Je râle de devoir pousser la balançoire, de m’extasier devant le château de sable, de porter les petites chéries dans les toilettes puantes, d’oublier les mouchoirs (y a jamais de papier dans les toilettes puantes du parc), de remplir mon sac à main de pives, de cailloux, de feuilles mortes, de marrons pourris. Je ronchonne, je clabaude, je grogne, je rumine.

Alors que je geins sur mon infortune, un homme, en chaise roulante, amputé des deux jambes me fait assez vite revenir sur terre: «Excusez-moi madame, ça ne vous embêterait pas de surveiller un moment ma petite pendant que je vais jouer au basket avec le grand?»

– Moi: «Oh mais non, pas du tout!»

J’ai passé une heure échouée dans le bac à sable, avec la petite en question, à faire des pâtés. Bien fait pour moi!

Brigitte Rosset, comédienne

15/10/2011

Salon de thé funèbre

brigitte_rosset.jpgJ’étais dans un tea-room à Martigny, mais oui, dans un tea-room en Valais! Et à la table d’à côté, j’ai surpris une étrange conversation. Avec l’accent du cru, c’est encore mieux.

LUI. – Tu vois le sapin, le Maurice, vraiment, ça lui irait bien…
ELLE. – (Regardant un catalogue) Je sais pas, oui, pourquoi pas, mais je pensais moi à du plus léger.
LUI. – Alors oui, ben le prix, c’est pas pareil.
ELLE. – Mais il brûle bien, ton sapin, au moins?
LUI. – Ha, tu veux l’incinérer, le Maurice?
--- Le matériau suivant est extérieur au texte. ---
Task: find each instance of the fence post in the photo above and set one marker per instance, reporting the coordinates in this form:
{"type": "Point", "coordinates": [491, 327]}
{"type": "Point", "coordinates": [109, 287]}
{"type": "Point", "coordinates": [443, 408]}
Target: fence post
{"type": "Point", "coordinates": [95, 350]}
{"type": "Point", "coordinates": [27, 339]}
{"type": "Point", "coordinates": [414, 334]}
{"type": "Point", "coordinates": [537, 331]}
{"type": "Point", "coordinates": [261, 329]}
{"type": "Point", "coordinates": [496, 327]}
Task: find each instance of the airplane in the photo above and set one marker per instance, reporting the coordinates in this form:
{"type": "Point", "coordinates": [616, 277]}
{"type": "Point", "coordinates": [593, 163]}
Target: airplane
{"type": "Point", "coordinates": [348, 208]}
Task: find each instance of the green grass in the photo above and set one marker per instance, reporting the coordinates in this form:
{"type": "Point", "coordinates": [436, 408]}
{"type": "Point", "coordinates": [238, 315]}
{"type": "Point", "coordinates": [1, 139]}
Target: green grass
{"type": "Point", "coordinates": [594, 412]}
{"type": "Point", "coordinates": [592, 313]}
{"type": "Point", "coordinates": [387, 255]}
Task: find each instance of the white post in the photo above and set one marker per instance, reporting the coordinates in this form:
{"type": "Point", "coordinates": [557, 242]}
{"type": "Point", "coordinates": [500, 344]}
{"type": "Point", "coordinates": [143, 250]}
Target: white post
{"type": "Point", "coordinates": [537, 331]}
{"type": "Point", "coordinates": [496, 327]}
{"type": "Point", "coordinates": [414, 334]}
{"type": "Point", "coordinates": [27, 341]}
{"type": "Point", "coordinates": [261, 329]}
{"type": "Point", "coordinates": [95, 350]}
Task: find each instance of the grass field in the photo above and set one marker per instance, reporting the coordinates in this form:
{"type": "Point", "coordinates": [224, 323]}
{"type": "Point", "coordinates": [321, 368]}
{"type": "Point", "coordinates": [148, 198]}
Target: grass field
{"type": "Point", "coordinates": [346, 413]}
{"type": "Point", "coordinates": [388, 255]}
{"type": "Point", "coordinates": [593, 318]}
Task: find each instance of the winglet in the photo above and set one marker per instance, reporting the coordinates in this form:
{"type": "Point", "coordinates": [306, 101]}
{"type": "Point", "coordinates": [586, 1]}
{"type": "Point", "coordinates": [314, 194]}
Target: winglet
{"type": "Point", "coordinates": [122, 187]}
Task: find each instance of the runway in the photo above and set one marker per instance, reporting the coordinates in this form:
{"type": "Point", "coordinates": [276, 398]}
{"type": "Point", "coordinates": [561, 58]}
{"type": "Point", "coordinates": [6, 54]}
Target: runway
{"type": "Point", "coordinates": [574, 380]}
Donc non, effectivement, t’as pas besoin du sapin, le contreplaqué, là, va bien. Pis regarde, j’ai plusieurs modèles pour l’urne. Ça, c’est le modèle féminin, mais bon, on le vend aussi bien pour les hommes.
ELLE. – (Dubitative, regardant le catalogue) Oui, c’est pas mal, mais ça prend pas trop de place sur la cheminée?
LUI. – Je trouve, c’est assez décoratif. Mais si tu veux, on peut enlever les fleurs sculptées dessus. C’est en option.
ELLE. – Le modèle homme, là, il va mieux, plus sobre, c’est plus discret.
LUI. – Oui, pis moins cher, aussi.
ELLE. – Alors, va pour le modèle homme!
LUI. – T’as besoin d’autre chose encore?
ELLE. – Non, je crois, là, c’est tout bon…
LUI. – Mais dis-moi, Marinette, il te faut tout ça pour quand?
ELLE. – Ben je sais pas, faudrait déjà qu’il meure, ce con!!!
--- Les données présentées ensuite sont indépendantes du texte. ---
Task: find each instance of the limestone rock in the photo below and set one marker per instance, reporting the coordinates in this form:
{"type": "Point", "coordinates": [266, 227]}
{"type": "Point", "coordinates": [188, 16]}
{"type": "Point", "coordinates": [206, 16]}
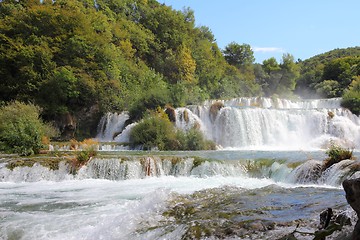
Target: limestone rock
{"type": "Point", "coordinates": [352, 190]}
J’ai fui ce tea-room et dans le troquet d’en face, je me suis envoyé une petite arvine à la santé de Maurice. «Longue vie à toi!» Définitivement, je préfère les vieux cafés, même sans fumée, aux salons de thé capitonnés.
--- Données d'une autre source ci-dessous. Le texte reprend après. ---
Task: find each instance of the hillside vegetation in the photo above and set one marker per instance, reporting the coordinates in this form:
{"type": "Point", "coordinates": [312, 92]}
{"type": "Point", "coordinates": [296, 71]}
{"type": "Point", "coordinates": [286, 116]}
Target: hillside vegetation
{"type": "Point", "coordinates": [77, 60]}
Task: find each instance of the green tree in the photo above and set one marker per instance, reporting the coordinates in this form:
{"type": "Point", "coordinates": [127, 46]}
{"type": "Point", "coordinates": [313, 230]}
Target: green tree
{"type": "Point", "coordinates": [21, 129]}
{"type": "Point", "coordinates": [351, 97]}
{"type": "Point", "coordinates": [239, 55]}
Brigitte Rosset, comédienne

08/10/2011

La théorie du bac à sable

brigitte_rosset.jpgPetite chérie revient du parc en larmes. Un garçon a démoli, d’un gros coup de pied, le beau château de sable qu’elle avait mis «teeellement» de temps à construire.
Je tente de la consoler: «Tu en feras un autre, pleure pas, viens, gros câlin. Allez, c’est oublié.»
Mais petite chérie est inconsolable. «Mais pourquoi il a fait ça? C’est juste méchant!»
Je confirme: «Oui, c’est juste méchant! Mais, tu sais, petite chérie, quand tu seras grande, tu vas encore en croiser des destructeurs de châteaux de sable, c’est inévitable, crois-en mon expérience…»
Elle me regarde avec ses grands yeux; interrogative.
Alors, très sérieusement, je lui sors ma théorie: «Tu vois, dans la vie, c’est comme dans le bac à sable. Il y a ceux qui construisent, ceux qui aident à construire, ceux qui observent et qui font tout seuls dans leur coin, et ceux qui détruisent. Et tu sais pourquoi ils détruisent? Parce qu’ils sont jaloux. Ils savent qu’eux, ils ne pourront pas en construire un aussi beau. Il faut juste savoir qu’ils existent, et te rendre compte que, toi, tu sais les faire, les châteaux, c’est le plus important. Tu auras toujours la possibilité d’en refaire un autre, plus tard, si tu en as envie.»
Petite chérie est calmée, elle ne sanglote plus, je suis fière de moi. Un temps, elle me regarde droit dans les yeux et dit: «Ouais, ben, je vais retourner au parc casser tous les châteaux de sable.»
Moralité: éviter les théories à deux balles avec petite chérie.